China bank approves US$50M for Suriname houses

(de Ware Tijd) PARAMARIBO – The first 1,000 government houses that the Bouterse Administration plans to build with a Chinese loan have been “safeguarded.” “It’s just a matter of the Finance and the Foreign Affairs Ministers placing their signatures, and that’s a formality,” Minister Ramon Abrahams of Public Works (OW) disclosed yesterday during an interview with de Ware Tijd. The Export/Import Bank of China (Eximbank) approved a US$ 50 million loan on April 9 to finance construction of the houses. “You may remember that we had signed an agreement with Dalian for the construction of 5,000 houses some months ago. Yet due to the sum and the credit ceiling (set by law), we have decided to build the houses in a phased manner, with 1,000 being built every year.” Abrahams also divulged that the first 500 houses will be built in Commewijne.

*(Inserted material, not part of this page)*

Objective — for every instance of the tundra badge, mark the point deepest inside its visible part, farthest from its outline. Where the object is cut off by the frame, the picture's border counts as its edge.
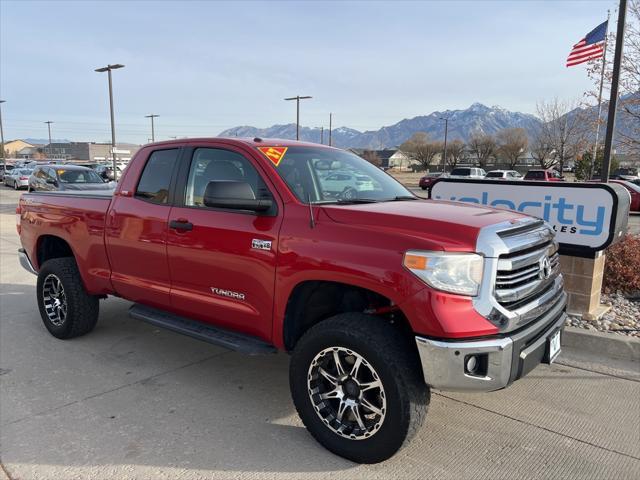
(261, 244)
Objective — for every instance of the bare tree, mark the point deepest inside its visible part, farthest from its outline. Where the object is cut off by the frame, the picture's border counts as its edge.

The plan is that as soon as construction of the first 1,000 houses has started, a new project will be submitted to the Eximbank for 2013 and the following years. Since taking office, President Desi Bouterse has mentioned the building of 18,000 houses during his term as one of his policy priorities, yet only 100 houses have been built after 18 months. Bouterse’s political opponents often use this as an example of what they call his tendency to make big promises he cannot keep. During a meeting of his party last year, Bouterse said that every effort would be made to build the houses in order to alleviate the housing shortage in Suriname. “If we don’t succeed in this, we’ll have to explain to the people why,” he stated then.